Светлый фон

Дело в том, что Яновский (при всем уважении к исполнителю его роли Дмитрию Певцову) никогда не лечил Марию Дмитриевну – ее лечил зять Достоевского, муж его младшей сестры Веры доктор Александр Павлович Иванов, человек редкого мужества и благородства (он умрет, как тургеневский Базаров, как чеховский Дымов, от сепсиса, заразившись при операции). В сценарий доктор Иванов не поместился, да и не нужны были в этом сценарии люди истинно добрые и порядочные.

Спустя три года брак Шуберт и Яновского потерпит крах, но не Достоевский имел отношение к разрыву супругов, хотя фильм усиленно намекает на причастность Ф.М. к решению Александры Шуберт оставить обыкновенного, скучноватого мужа.
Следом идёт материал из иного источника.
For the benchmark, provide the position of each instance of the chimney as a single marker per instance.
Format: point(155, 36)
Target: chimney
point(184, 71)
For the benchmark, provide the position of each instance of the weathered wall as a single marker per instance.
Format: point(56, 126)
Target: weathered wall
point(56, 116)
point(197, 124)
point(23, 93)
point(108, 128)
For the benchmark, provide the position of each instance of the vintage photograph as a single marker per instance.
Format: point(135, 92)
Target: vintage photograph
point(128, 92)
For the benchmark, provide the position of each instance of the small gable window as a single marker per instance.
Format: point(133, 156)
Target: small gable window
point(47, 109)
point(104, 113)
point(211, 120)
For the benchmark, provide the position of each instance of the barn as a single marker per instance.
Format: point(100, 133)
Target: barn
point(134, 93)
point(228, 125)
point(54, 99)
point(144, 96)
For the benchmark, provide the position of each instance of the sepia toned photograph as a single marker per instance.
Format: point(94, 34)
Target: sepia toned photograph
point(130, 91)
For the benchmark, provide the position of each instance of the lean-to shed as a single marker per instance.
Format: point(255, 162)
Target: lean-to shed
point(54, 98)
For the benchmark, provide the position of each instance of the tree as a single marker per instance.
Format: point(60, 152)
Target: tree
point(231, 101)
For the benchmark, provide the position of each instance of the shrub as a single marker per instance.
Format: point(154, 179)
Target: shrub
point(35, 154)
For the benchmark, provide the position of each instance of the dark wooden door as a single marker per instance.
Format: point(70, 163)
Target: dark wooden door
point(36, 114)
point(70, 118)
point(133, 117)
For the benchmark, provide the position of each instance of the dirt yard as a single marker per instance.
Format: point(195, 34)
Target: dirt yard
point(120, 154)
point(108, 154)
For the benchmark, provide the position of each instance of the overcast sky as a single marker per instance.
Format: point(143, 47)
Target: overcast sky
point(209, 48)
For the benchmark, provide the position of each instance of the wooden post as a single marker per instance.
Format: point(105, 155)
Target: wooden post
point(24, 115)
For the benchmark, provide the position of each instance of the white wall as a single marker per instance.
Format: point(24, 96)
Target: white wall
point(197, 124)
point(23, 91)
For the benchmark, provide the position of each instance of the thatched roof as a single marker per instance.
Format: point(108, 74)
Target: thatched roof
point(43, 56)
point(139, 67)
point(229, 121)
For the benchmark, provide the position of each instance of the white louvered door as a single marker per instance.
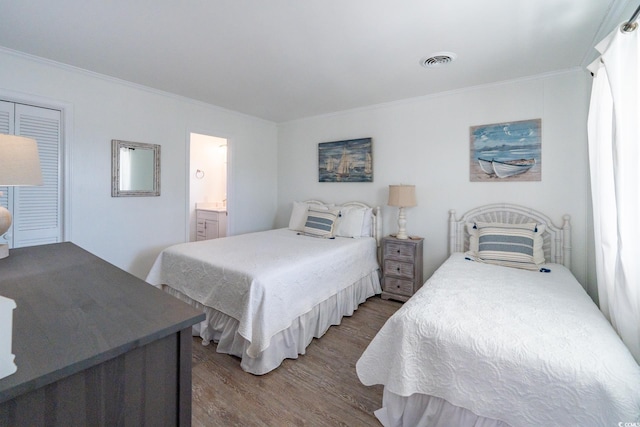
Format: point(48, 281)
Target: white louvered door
point(37, 211)
point(6, 126)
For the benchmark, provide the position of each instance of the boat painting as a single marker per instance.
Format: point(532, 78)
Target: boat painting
point(507, 168)
point(345, 161)
point(509, 151)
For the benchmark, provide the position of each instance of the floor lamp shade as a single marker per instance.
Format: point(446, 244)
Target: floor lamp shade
point(19, 161)
point(19, 165)
point(402, 196)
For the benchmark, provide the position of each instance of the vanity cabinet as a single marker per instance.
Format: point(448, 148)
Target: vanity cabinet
point(210, 224)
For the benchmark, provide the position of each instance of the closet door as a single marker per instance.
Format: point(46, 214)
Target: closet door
point(37, 210)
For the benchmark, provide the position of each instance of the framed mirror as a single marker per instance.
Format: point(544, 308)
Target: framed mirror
point(135, 169)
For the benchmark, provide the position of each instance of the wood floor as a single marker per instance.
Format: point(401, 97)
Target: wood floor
point(319, 388)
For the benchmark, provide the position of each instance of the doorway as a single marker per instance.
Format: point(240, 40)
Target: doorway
point(208, 176)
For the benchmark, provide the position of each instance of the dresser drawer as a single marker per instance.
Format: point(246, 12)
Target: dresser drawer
point(399, 251)
point(398, 286)
point(398, 269)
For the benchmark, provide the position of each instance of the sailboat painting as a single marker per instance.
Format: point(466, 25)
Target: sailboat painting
point(508, 151)
point(345, 161)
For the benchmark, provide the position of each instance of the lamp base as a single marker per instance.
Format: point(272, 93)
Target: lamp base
point(402, 223)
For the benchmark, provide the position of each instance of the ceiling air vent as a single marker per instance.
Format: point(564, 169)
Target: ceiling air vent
point(438, 59)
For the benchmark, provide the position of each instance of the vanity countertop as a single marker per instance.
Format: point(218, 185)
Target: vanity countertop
point(211, 206)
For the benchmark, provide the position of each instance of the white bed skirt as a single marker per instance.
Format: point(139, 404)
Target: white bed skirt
point(419, 410)
point(286, 344)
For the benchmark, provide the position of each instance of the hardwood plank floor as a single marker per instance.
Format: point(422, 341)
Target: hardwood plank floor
point(320, 388)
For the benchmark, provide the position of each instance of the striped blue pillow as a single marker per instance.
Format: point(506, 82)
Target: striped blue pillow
point(320, 223)
point(510, 245)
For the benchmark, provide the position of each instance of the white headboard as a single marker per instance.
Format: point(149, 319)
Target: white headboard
point(557, 240)
point(377, 216)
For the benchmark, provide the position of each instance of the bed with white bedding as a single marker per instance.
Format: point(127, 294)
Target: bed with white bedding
point(267, 294)
point(482, 344)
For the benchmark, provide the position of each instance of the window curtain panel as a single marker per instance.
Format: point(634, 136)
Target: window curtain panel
point(614, 157)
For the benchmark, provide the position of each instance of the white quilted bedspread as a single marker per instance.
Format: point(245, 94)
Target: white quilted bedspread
point(265, 279)
point(524, 347)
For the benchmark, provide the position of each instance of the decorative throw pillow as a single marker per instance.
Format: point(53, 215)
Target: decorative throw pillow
point(299, 214)
point(349, 223)
point(538, 241)
point(510, 245)
point(320, 223)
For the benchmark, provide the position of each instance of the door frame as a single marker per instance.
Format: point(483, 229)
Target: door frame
point(230, 191)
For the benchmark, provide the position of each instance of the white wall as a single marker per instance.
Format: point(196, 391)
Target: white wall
point(425, 141)
point(129, 232)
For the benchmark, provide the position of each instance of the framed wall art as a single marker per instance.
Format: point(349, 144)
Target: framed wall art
point(509, 151)
point(345, 161)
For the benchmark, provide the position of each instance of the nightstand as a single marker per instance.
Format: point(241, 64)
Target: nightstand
point(401, 267)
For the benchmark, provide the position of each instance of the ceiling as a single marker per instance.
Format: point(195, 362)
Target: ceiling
point(287, 59)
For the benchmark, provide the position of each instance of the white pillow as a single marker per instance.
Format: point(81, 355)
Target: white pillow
point(367, 223)
point(350, 221)
point(299, 214)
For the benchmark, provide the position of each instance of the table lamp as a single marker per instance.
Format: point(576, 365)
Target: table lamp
point(402, 196)
point(19, 165)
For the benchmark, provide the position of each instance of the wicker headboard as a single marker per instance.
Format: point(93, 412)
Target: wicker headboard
point(377, 218)
point(557, 240)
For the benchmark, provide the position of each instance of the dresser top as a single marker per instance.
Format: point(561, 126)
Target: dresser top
point(75, 310)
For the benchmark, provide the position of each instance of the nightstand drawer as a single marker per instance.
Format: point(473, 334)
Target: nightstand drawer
point(398, 286)
point(399, 251)
point(398, 269)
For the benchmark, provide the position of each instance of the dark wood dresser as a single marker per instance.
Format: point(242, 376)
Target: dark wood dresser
point(93, 344)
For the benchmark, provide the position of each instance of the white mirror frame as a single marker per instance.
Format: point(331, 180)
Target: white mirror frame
point(116, 146)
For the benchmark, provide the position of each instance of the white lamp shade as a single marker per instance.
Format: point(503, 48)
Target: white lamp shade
point(402, 196)
point(19, 161)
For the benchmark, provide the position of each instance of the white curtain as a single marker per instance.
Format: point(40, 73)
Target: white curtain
point(614, 155)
Водевильные решения любовных драм

Водевильные решения любовных драм

Писательские занятия Достоевского 1860-х годов, стремившегося вернуть себе имя после десяти лет отсутствия в литературе, обозначены в фильме бледными пунктирами. Сочинительство, литературные чтения, которые Достоевский и в самом деле очень любил, понадобились сериалу как приманка, как крючок, на который можно подцепить очередную жертву мужского любострастия. Достоевский-чтец собирал большие залы, и его глухой, будто надорванный голос был слышен в каждом уголке самых больших столичных аудиторий. Евгений Миронов долго искал и таки нашел похожий тембр голоса.

Но как расходуется в фильме выдающийся талант и мастерство артиста? Ему поручено читать монолог крайнего циника и эгоиста старшего князя Валковского («Униженные и оскорбленные»): «Я люблю значение, чин, отель; огромную ставку в карты… Но главное, главное – женщины… и женщины во всех видах; я даже люблю потаенный, темный разврат, постраннее и оригинальнее, даже немножко с грязнотцой для разнообразия!..» (3: 365).

Откровения про «грязнотцу» будто током ударяют пришедшую сюда с опозданием ревнивую жену Машу: гримаса отвращения искажает ее нежное лицо, и в гневе она покидает собрание. Зато красавица и эмансипантка Аполлинария Суслова (Ольга Смирнова), сидящая в зале, хищно раздувает ноздри и сужает зрачки, будто готовится к прыжку: «гиена уже лизнула крови» (19:136), учуяв того, с кем вместе можно пробовать большой разврат и окунуться в его бездны. На этот крючок она и ловится; постельные сцены писателя и курсистки не промедлили случиться и показаны в терпком вакханальном стиле: сладострастник Достоевский «дорвался и торжествует», с наслаждением доминируя.

Однако Достоевский никогда не читал на публике монолог о грязном разврате (все афиши о литературных чтениях Достоевского сохранились). Фрагменты из «Неточки Незвановой» и «Бедных людей» в зале Пассажа в начале 1860-х читал, отрывки из «Мертвого дома» произносил, но символ веры в темный разврат не декламировал и декламировать не мог. «Он вообще любил читать, чужие вещи, но и свои, – объяснял В. Хотиненко. – Это нам помогло. Он тщательно выбирал, что читать, выбирал отрывки, интересные публике. Сентиментальные, может быть… Он думал о публике. Ему было важно, как она поймет то, что он читает»36.